There comes a time in parenting when you realize that everything everyone told you about raising children is a big, fat lie. Also? When your mother curses you with “someday you will have a child just like you,” that will totally happen. Not that my dear, sweet, sainted mother ever cursed me like that, of course. Yeah, my mom reads this, can you tell?
Anyway, as part of my parenting journey I have come to discover that there are many myths about parenting that need to be dispelled.
Parenting keeps you young.
I don’t know who made this humongous lie up – but let me tell you this: whoever said this first was a big, lying, liar. Parenting AGES you. Seriously. Your first gray hair comes with the first step your child takes. Suddenly that child who previously was a small lump who rolled over, passed gas and burped has turned into a tiny gymnast who scales six-foot bookcases, uses the dining table as a trampoline and tries to ride the dog like a horse.
That first gray is followed by wrinkles and more gray hair throughout elementary school where you dread the words, “Mom! The principal is on the phone!” And then your child learns to drive and you realize that the very same child who cannot remember to empty the grass basket after mowing the lawn is driving a lethal weapon through town.
Quite honestly the youngest looking person I know is my sister who has no children and is free to spend all her discretionary income on trips to Vegas, Botox and designer purses. She looks like she’s 12. I look like I’m … not 12.
Children give you unconditional love.
Yes, they do. Provided, of course, that you understand that this unconditional love lasts until they are teenagers. At that point they still love you, but they also feel free to pick apart your clothes, your hair, your car, your job and even your housekeeping skills. But still. It’s unconditional. Unless one of the conditions is being seen in public with them and then it’s very much conditional love.
You are smarter than your kids.
Wait. I can’t answer this one until I stop laughing. Oh, you are never, ever smarter than your children. And they never, ever let you forget this.

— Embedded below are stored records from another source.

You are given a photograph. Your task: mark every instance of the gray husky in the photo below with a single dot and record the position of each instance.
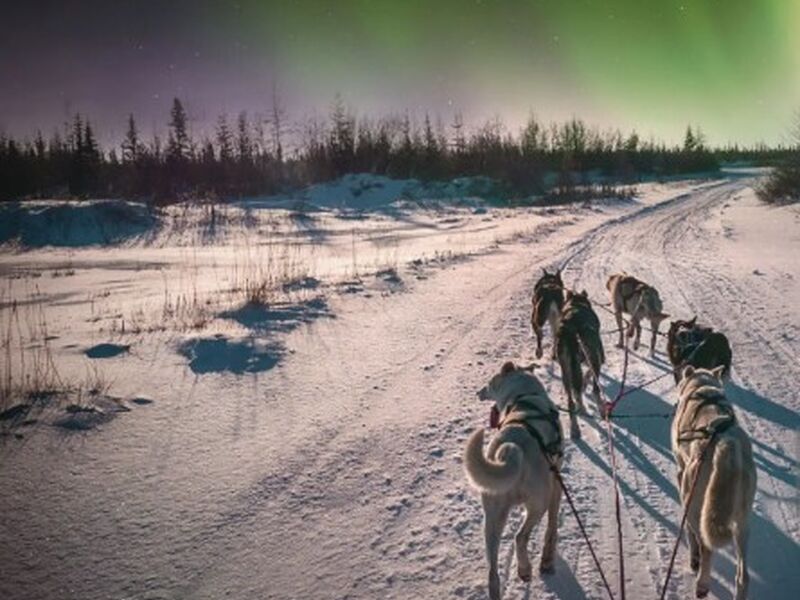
(639, 300)
(517, 468)
(548, 298)
(726, 482)
(578, 341)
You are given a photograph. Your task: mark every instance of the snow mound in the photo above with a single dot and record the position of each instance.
(366, 192)
(73, 223)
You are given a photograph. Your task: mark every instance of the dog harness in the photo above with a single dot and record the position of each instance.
(535, 413)
(722, 423)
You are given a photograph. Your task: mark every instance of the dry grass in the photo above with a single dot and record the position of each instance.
(28, 373)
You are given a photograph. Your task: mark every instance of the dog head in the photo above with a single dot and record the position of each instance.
(578, 298)
(693, 378)
(509, 384)
(681, 332)
(550, 279)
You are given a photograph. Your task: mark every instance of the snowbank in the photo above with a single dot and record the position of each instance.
(365, 192)
(73, 223)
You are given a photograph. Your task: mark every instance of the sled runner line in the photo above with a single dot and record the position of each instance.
(567, 495)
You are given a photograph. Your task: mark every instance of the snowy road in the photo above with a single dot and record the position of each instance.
(339, 476)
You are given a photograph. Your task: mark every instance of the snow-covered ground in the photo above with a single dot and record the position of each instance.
(311, 447)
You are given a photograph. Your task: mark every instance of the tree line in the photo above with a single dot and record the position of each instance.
(248, 156)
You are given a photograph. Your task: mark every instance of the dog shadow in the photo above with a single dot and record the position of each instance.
(640, 405)
(562, 583)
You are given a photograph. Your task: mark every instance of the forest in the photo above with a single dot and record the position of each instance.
(249, 156)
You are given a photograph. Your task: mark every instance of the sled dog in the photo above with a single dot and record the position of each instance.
(726, 484)
(548, 298)
(578, 341)
(517, 467)
(691, 344)
(640, 301)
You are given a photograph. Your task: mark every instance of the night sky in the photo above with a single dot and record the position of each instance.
(731, 66)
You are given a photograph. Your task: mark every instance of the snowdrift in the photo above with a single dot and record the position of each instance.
(35, 224)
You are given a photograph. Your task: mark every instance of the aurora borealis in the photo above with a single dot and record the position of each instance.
(730, 66)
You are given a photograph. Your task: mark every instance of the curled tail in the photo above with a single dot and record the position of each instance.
(492, 476)
(716, 514)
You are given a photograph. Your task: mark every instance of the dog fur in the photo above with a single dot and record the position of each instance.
(548, 299)
(639, 300)
(578, 341)
(691, 344)
(726, 484)
(516, 470)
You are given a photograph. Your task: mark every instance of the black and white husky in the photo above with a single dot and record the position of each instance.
(548, 298)
(639, 300)
(691, 344)
(578, 342)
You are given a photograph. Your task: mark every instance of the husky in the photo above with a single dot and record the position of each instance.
(640, 301)
(548, 298)
(517, 467)
(691, 344)
(578, 341)
(726, 484)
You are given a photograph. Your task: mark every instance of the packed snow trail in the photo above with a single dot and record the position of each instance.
(339, 475)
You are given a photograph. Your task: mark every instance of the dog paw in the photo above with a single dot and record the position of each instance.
(694, 564)
(547, 568)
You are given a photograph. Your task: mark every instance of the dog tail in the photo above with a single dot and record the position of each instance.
(720, 497)
(492, 476)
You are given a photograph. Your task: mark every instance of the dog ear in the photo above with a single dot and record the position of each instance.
(508, 368)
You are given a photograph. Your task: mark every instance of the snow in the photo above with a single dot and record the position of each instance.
(309, 446)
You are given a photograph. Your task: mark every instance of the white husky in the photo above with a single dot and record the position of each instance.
(517, 467)
(726, 483)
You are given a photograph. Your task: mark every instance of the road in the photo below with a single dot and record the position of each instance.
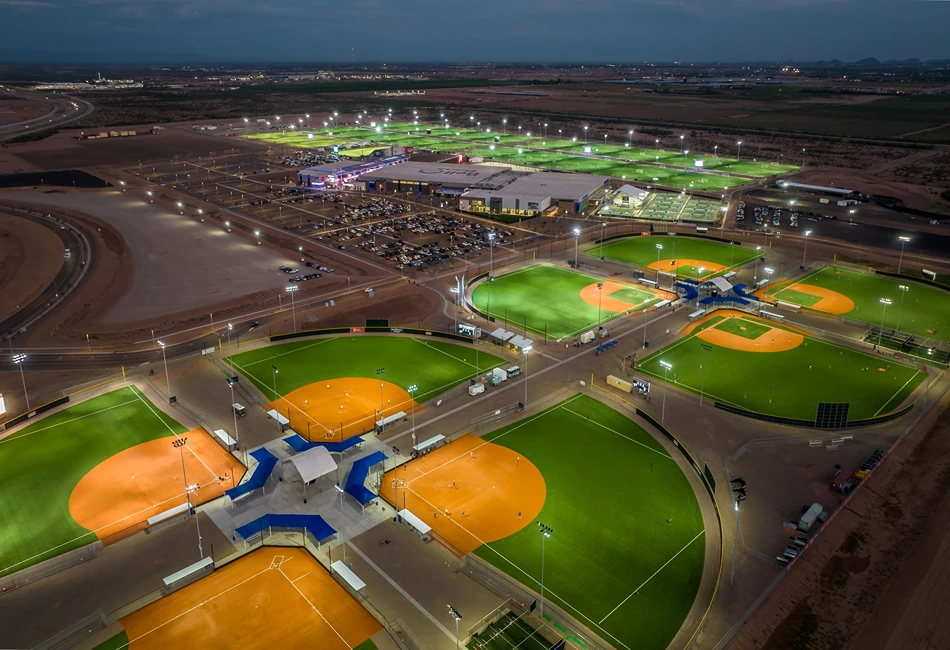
(75, 264)
(62, 110)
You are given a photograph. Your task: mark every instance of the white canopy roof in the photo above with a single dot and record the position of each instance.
(313, 463)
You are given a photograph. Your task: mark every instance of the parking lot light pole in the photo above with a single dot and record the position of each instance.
(546, 531)
(458, 617)
(577, 238)
(666, 368)
(904, 289)
(293, 309)
(904, 239)
(19, 359)
(885, 302)
(168, 384)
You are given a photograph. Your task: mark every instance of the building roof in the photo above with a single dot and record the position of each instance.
(451, 174)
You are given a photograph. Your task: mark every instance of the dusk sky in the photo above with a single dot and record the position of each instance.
(620, 31)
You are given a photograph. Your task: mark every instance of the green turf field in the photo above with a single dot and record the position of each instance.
(642, 251)
(925, 312)
(547, 298)
(433, 366)
(626, 556)
(42, 463)
(790, 383)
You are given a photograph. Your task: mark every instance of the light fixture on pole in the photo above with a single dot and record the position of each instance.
(458, 617)
(19, 359)
(666, 368)
(807, 232)
(293, 309)
(904, 239)
(412, 401)
(168, 385)
(885, 302)
(546, 531)
(577, 238)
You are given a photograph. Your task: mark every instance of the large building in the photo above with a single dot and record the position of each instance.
(491, 189)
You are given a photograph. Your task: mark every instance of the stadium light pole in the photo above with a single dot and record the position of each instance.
(293, 309)
(412, 403)
(807, 232)
(546, 531)
(19, 359)
(702, 386)
(458, 617)
(903, 239)
(526, 351)
(666, 368)
(885, 302)
(904, 289)
(168, 385)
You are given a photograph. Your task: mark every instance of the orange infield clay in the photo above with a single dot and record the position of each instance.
(590, 295)
(675, 265)
(145, 480)
(271, 598)
(774, 340)
(488, 491)
(337, 409)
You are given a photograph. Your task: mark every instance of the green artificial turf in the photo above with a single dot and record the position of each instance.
(925, 312)
(42, 463)
(432, 366)
(626, 555)
(790, 383)
(642, 251)
(543, 298)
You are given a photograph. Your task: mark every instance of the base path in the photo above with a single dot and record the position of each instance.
(271, 598)
(123, 491)
(337, 409)
(470, 491)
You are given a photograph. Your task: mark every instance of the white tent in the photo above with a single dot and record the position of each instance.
(313, 464)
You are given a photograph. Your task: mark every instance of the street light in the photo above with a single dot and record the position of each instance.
(807, 232)
(546, 531)
(904, 289)
(904, 239)
(885, 302)
(168, 385)
(577, 238)
(19, 359)
(458, 617)
(412, 402)
(293, 310)
(666, 368)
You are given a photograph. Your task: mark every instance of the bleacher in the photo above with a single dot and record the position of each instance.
(299, 444)
(265, 465)
(357, 477)
(314, 524)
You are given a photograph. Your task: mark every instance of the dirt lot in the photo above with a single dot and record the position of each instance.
(30, 257)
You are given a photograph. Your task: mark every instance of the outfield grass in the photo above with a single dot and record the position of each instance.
(642, 251)
(626, 556)
(42, 463)
(545, 298)
(925, 311)
(789, 383)
(433, 366)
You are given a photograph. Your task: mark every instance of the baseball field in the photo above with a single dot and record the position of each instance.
(96, 469)
(680, 255)
(627, 549)
(334, 388)
(559, 302)
(769, 368)
(274, 597)
(920, 310)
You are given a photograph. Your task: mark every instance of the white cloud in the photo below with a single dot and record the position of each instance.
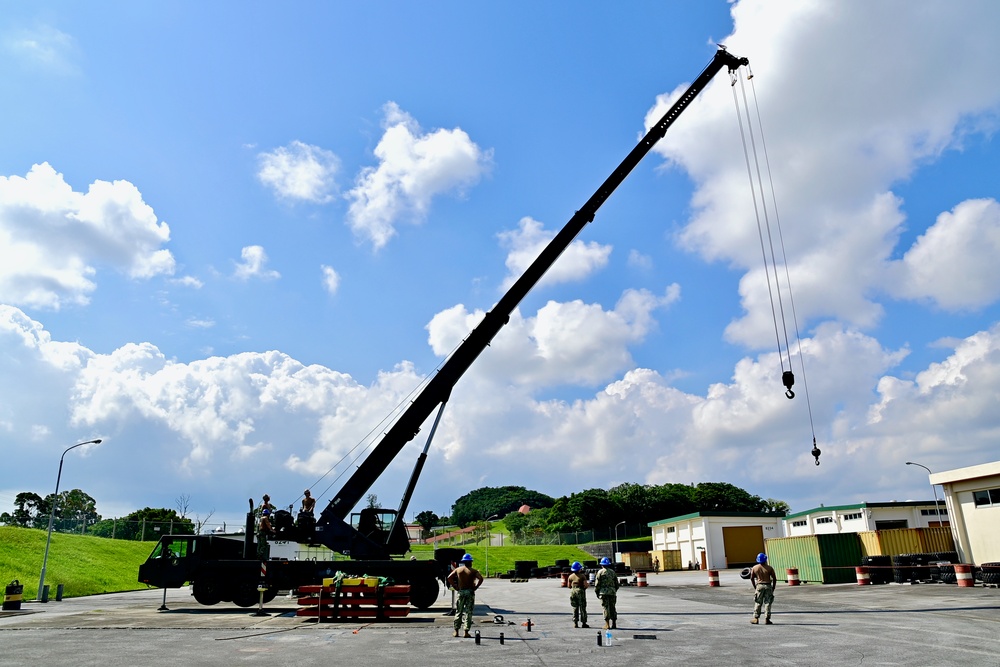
(954, 262)
(299, 172)
(524, 245)
(835, 151)
(413, 168)
(53, 238)
(331, 279)
(253, 265)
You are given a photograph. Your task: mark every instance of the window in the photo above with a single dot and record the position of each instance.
(987, 498)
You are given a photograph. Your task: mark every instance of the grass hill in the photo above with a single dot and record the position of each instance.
(85, 565)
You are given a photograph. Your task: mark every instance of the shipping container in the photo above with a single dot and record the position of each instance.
(897, 541)
(824, 559)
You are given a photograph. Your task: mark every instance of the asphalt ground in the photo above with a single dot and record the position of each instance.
(677, 619)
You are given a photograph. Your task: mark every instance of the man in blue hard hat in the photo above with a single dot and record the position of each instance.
(764, 580)
(606, 587)
(465, 579)
(578, 584)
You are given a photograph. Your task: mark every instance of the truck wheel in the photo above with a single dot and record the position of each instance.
(423, 592)
(206, 592)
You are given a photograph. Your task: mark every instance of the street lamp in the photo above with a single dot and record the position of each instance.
(488, 545)
(52, 512)
(936, 504)
(620, 523)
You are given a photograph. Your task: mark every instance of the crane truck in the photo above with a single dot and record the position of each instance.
(226, 569)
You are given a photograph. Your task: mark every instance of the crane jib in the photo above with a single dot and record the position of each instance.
(440, 386)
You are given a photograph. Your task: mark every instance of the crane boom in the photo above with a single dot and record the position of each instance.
(439, 388)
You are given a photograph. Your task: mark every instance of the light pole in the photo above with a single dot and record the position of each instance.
(936, 504)
(620, 523)
(488, 545)
(52, 512)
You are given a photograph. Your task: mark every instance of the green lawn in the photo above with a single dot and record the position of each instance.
(85, 565)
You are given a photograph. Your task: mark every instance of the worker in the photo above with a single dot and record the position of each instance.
(606, 588)
(308, 502)
(763, 579)
(465, 579)
(264, 531)
(578, 585)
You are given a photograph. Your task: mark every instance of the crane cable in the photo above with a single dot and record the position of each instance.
(787, 377)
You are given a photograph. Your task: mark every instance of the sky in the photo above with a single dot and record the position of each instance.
(236, 237)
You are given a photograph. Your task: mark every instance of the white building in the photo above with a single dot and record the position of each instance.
(973, 498)
(717, 540)
(866, 516)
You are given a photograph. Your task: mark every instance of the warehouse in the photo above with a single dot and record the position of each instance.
(972, 496)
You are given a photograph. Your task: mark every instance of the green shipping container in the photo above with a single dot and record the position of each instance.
(824, 559)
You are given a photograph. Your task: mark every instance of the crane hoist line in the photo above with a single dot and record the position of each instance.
(224, 569)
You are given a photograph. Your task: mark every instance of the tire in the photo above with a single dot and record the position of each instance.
(424, 593)
(206, 592)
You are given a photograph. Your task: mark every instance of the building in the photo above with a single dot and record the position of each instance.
(716, 540)
(972, 496)
(861, 517)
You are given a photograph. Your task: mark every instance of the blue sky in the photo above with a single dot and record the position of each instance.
(234, 236)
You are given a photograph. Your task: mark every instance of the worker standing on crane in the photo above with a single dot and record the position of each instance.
(465, 579)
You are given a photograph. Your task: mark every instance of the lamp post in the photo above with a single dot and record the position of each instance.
(488, 545)
(936, 504)
(620, 523)
(52, 512)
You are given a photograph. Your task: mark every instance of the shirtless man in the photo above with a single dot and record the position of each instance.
(465, 579)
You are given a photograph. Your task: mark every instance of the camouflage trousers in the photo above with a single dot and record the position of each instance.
(608, 601)
(578, 600)
(464, 606)
(763, 597)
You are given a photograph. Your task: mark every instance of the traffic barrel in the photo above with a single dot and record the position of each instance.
(963, 576)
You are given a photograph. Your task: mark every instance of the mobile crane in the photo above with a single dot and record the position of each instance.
(227, 569)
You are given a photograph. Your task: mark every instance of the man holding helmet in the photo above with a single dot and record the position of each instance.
(578, 584)
(764, 579)
(606, 587)
(465, 579)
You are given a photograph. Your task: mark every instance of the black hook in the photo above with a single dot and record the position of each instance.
(788, 379)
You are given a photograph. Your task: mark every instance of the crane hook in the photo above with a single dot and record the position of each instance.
(788, 379)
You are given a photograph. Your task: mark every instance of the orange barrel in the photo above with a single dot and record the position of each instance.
(963, 575)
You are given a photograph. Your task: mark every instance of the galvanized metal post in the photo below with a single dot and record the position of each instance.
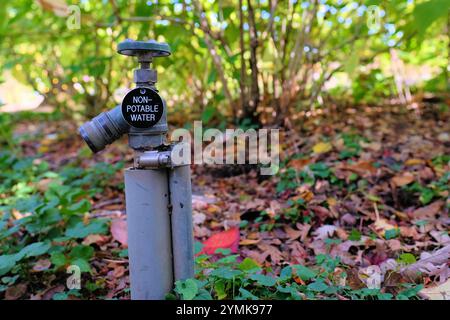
(182, 237)
(157, 192)
(149, 234)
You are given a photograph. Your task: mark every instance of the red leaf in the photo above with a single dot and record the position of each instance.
(223, 240)
(119, 231)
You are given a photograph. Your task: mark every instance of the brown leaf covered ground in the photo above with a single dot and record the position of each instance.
(363, 210)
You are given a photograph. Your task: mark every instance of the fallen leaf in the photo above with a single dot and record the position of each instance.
(403, 179)
(322, 147)
(298, 164)
(228, 239)
(429, 211)
(15, 292)
(440, 292)
(325, 231)
(414, 162)
(292, 233)
(95, 238)
(248, 242)
(119, 231)
(42, 265)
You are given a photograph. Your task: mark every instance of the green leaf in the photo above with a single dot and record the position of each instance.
(407, 258)
(80, 230)
(82, 252)
(249, 264)
(391, 233)
(426, 195)
(83, 264)
(80, 207)
(225, 273)
(263, 280)
(286, 273)
(318, 286)
(188, 289)
(355, 235)
(34, 250)
(58, 259)
(7, 262)
(247, 294)
(304, 273)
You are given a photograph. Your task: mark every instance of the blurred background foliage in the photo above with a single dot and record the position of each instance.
(241, 61)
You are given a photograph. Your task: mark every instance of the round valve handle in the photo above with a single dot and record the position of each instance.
(136, 48)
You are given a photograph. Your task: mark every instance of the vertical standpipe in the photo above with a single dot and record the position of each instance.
(182, 228)
(149, 233)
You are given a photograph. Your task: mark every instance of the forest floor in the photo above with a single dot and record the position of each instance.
(358, 210)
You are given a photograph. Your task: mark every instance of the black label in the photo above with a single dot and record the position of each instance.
(142, 108)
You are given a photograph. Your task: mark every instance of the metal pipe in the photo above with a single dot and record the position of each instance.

Parenting comes naturally.
Please. It does not. Look, if parenting was this big, easy thing that everyone could do, why on earth would they write so many books telling you how to do it? And speaking of books, let me tell you this: the people who write about parenting have no more knowledge about raising children than you do. They’re just better at faking it. The only good thing about the books is that they give us hope. False hope, certainly. But hope nonetheless and that helps us to not give up when the principal’s office calls twice in one day.
Children don’t really want expensive gifts, they are happiest playing with boxes.
Seriously – nobody really believes that, do they? If you really believe this, I challenge you to do an experiment. Give one kid a box. Give the other an iPad. Now tell me who cries first. Hold on. That’s probably the parent. Tell me who cries second.
Children grow up so fast.
Wait. This one is true.
And of course, the truest part of parenting is that none of us knows the end of the story. We just muddle along, hoping like heck our best turns out to be good enough. And that we have grandchildren who turn out to be just like their parents.